I should note from the onset that I have chosen to keep the Franciscans on the sidelines and so let the piety that produced Francis speak for itself. There is probably no period and place in Christian history where ordinary people had a greater impact on forms of devotion than in the communal republics of Italy. The world of the communes came between the rule of the count-bishops of the old empire and the later rule of the princes. The cities produced a religious culture truly their own. Communal Italy also produced the single largest concentration of lay saints in Christian history, the modern age included.
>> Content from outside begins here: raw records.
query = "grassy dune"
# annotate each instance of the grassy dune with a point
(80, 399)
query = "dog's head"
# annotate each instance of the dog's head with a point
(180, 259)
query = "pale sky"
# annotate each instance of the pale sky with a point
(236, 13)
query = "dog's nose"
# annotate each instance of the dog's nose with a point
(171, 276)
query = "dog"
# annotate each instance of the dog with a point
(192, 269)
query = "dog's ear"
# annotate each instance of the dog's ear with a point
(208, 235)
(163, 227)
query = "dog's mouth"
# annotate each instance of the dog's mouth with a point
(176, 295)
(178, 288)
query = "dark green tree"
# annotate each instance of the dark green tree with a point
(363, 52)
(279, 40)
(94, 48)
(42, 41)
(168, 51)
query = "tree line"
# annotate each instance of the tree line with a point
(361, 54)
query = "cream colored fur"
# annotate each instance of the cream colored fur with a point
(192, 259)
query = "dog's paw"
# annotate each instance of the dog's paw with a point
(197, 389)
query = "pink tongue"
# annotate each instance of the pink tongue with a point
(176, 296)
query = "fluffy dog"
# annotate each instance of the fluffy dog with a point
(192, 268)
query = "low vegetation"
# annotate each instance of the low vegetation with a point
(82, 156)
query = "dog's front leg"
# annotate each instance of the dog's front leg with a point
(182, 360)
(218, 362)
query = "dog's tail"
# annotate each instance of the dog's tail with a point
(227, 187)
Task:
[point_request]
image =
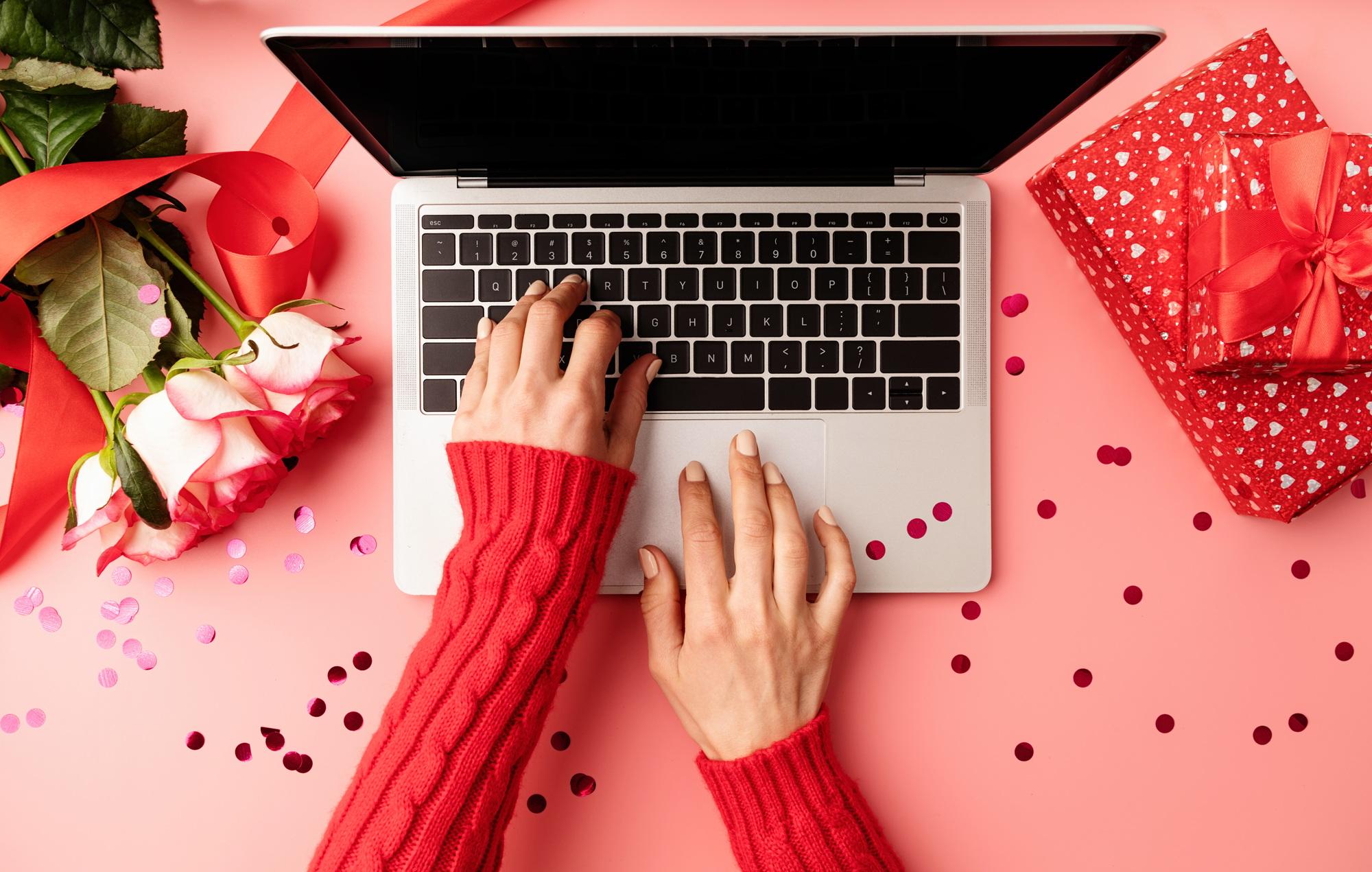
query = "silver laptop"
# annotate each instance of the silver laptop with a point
(791, 220)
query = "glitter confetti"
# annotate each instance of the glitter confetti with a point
(50, 620)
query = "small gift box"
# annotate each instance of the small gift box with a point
(1279, 254)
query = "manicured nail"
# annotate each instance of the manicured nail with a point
(650, 563)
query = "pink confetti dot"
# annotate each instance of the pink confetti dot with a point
(50, 620)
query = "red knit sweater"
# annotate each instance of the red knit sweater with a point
(440, 779)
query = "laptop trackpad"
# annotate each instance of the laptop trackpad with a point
(666, 446)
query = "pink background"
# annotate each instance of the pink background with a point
(1226, 639)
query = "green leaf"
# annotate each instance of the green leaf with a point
(50, 126)
(139, 486)
(112, 34)
(132, 130)
(90, 314)
(53, 77)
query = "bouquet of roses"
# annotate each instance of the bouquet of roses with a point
(205, 436)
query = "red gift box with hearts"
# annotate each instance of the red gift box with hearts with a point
(1119, 202)
(1279, 254)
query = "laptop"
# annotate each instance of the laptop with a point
(792, 220)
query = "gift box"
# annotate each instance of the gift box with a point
(1119, 202)
(1279, 254)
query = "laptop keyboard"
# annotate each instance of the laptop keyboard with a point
(750, 311)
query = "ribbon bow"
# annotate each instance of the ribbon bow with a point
(1278, 262)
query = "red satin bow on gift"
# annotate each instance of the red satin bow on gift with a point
(1278, 262)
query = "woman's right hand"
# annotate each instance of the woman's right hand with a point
(746, 661)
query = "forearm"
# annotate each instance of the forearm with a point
(791, 808)
(436, 785)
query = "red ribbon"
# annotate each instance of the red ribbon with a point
(259, 191)
(1278, 262)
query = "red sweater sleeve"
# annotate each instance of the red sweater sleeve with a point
(438, 782)
(791, 808)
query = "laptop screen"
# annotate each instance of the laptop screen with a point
(680, 110)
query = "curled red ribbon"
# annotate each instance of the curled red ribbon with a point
(1279, 262)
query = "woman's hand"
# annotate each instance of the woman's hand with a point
(517, 391)
(746, 663)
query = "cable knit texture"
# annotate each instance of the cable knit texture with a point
(791, 808)
(440, 778)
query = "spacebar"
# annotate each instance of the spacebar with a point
(689, 394)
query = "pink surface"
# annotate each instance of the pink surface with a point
(1225, 641)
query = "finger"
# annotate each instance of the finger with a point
(508, 338)
(662, 608)
(753, 516)
(840, 576)
(703, 547)
(791, 552)
(544, 333)
(626, 410)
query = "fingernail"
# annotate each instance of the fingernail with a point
(648, 563)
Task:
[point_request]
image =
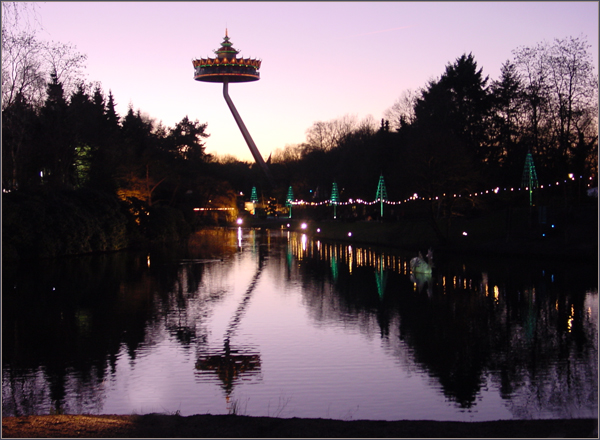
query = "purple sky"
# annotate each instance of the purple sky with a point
(320, 60)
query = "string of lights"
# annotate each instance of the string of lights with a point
(416, 197)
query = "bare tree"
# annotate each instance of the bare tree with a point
(328, 135)
(561, 93)
(403, 110)
(27, 62)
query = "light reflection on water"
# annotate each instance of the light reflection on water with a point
(281, 324)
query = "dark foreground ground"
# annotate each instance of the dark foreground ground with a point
(232, 426)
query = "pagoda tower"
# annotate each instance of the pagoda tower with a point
(226, 68)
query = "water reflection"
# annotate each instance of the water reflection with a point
(460, 331)
(232, 365)
(81, 336)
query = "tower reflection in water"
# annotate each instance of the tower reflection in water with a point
(233, 364)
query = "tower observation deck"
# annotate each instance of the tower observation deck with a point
(226, 67)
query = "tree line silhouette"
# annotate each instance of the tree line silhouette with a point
(459, 134)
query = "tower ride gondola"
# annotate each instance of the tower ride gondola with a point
(226, 68)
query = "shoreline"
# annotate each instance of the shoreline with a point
(237, 426)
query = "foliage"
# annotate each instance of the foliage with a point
(50, 223)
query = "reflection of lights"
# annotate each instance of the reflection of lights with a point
(570, 319)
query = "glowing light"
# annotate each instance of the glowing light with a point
(571, 318)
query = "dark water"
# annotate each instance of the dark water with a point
(280, 324)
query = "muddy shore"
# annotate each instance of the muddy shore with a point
(235, 426)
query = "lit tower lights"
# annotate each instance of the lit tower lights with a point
(226, 68)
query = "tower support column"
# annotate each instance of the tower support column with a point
(251, 145)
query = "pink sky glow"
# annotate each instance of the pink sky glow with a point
(320, 60)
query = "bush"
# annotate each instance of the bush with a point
(166, 224)
(50, 224)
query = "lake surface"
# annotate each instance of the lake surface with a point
(278, 323)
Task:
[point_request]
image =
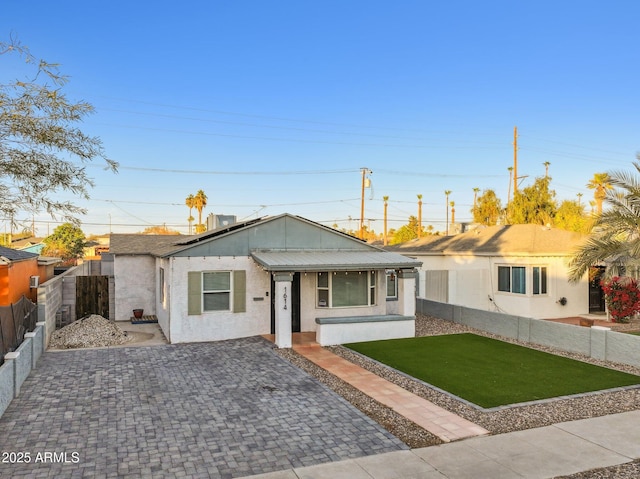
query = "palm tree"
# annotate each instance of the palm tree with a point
(615, 236)
(600, 184)
(190, 202)
(200, 201)
(475, 198)
(419, 216)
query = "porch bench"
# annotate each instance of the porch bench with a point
(354, 329)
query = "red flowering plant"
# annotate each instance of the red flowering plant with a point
(622, 296)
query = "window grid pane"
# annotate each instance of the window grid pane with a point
(518, 279)
(216, 281)
(216, 301)
(349, 289)
(504, 283)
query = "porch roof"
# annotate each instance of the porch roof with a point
(332, 260)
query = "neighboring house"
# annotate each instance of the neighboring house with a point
(95, 247)
(31, 244)
(275, 275)
(20, 274)
(515, 269)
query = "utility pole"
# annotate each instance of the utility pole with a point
(386, 199)
(515, 160)
(365, 184)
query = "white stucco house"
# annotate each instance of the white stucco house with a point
(272, 275)
(515, 269)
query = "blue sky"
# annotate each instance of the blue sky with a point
(274, 107)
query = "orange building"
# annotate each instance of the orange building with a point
(20, 274)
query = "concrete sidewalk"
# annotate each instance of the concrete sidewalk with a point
(547, 452)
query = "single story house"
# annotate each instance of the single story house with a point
(21, 272)
(271, 275)
(515, 269)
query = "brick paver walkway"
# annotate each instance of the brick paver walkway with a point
(215, 410)
(444, 424)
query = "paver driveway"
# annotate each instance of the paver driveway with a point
(224, 409)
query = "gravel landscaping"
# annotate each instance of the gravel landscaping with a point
(90, 332)
(506, 420)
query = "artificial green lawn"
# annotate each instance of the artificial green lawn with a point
(488, 372)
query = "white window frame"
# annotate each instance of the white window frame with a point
(392, 275)
(328, 275)
(542, 281)
(162, 285)
(229, 291)
(511, 267)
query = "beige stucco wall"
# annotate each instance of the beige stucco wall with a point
(135, 285)
(473, 280)
(219, 325)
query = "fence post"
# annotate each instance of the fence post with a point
(12, 359)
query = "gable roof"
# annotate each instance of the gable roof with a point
(8, 255)
(502, 240)
(277, 243)
(332, 260)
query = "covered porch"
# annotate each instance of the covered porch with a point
(336, 297)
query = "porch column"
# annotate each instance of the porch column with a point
(407, 291)
(282, 303)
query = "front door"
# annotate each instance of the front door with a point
(596, 295)
(295, 304)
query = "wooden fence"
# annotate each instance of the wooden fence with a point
(15, 320)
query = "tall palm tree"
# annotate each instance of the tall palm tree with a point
(615, 236)
(419, 216)
(446, 204)
(200, 201)
(600, 184)
(475, 199)
(190, 202)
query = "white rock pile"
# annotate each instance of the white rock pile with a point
(90, 332)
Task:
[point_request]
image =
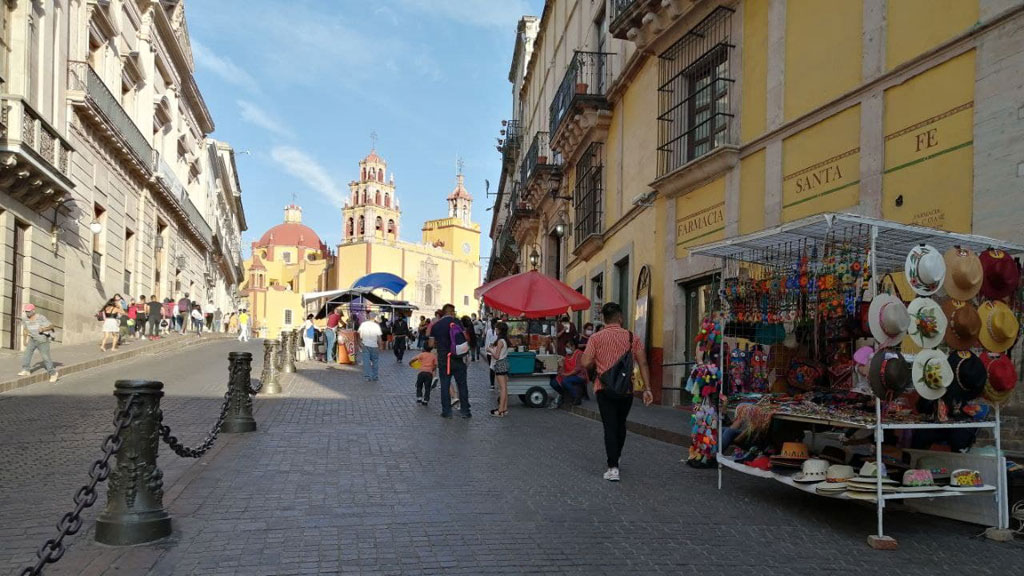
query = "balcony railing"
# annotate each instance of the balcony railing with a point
(588, 77)
(539, 155)
(82, 77)
(512, 139)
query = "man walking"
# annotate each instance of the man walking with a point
(603, 351)
(370, 336)
(449, 337)
(400, 331)
(155, 315)
(244, 326)
(331, 334)
(184, 309)
(37, 331)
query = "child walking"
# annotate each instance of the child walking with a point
(426, 362)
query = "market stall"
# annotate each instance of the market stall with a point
(837, 328)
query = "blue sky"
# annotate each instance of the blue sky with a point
(301, 85)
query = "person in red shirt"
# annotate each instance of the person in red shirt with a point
(333, 320)
(603, 351)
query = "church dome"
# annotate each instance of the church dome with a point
(291, 234)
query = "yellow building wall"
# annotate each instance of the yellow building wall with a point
(821, 167)
(913, 27)
(822, 52)
(754, 104)
(700, 216)
(929, 155)
(752, 193)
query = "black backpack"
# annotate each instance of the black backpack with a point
(617, 380)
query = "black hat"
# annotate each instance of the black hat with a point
(969, 376)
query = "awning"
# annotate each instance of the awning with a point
(382, 280)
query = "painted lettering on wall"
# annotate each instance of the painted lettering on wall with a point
(700, 223)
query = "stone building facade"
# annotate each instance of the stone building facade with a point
(114, 187)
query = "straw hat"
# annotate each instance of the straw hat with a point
(1000, 274)
(888, 320)
(1001, 377)
(925, 270)
(813, 470)
(932, 374)
(964, 273)
(928, 322)
(969, 376)
(998, 326)
(964, 324)
(888, 374)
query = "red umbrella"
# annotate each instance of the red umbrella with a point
(530, 294)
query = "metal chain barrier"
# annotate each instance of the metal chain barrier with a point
(86, 496)
(186, 452)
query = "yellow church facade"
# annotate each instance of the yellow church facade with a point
(443, 268)
(288, 260)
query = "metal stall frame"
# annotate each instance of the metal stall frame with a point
(890, 242)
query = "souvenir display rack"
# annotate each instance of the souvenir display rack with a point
(886, 245)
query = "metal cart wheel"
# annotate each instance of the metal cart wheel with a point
(537, 398)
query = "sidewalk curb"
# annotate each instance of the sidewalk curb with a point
(173, 343)
(653, 433)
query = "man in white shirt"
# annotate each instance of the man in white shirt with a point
(370, 337)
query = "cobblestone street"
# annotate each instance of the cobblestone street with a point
(349, 477)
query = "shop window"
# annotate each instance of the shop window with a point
(588, 194)
(693, 92)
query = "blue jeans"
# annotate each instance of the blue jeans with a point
(332, 337)
(459, 371)
(44, 351)
(371, 362)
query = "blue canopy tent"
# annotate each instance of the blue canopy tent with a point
(382, 280)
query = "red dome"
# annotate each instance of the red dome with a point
(291, 234)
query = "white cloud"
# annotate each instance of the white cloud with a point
(259, 117)
(483, 13)
(302, 166)
(223, 68)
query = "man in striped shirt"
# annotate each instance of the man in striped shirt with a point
(603, 351)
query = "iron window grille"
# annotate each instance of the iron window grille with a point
(589, 193)
(694, 115)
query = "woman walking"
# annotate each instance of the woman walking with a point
(499, 353)
(111, 314)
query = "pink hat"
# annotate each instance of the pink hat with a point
(863, 356)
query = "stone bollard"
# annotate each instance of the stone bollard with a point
(134, 511)
(240, 408)
(269, 374)
(287, 353)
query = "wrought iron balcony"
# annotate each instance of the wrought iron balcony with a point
(512, 140)
(81, 78)
(586, 81)
(542, 167)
This book is meant to be about the people who produced Saint Francis, not his imitators or those whom he influenced.
Scholars of ancient and early modern religion have already produced fine reconstructions of Christians and their lived piety—their rituals, their beliefs, and their devotions. These accomplishments challenge the way we Italian medievalists do our work. Such a study is long overdue for communal Italy. If my book has succeeded in recapturing this lost world, even in part, then good. If it has failed, then I hope it will convince others to renew the attempt.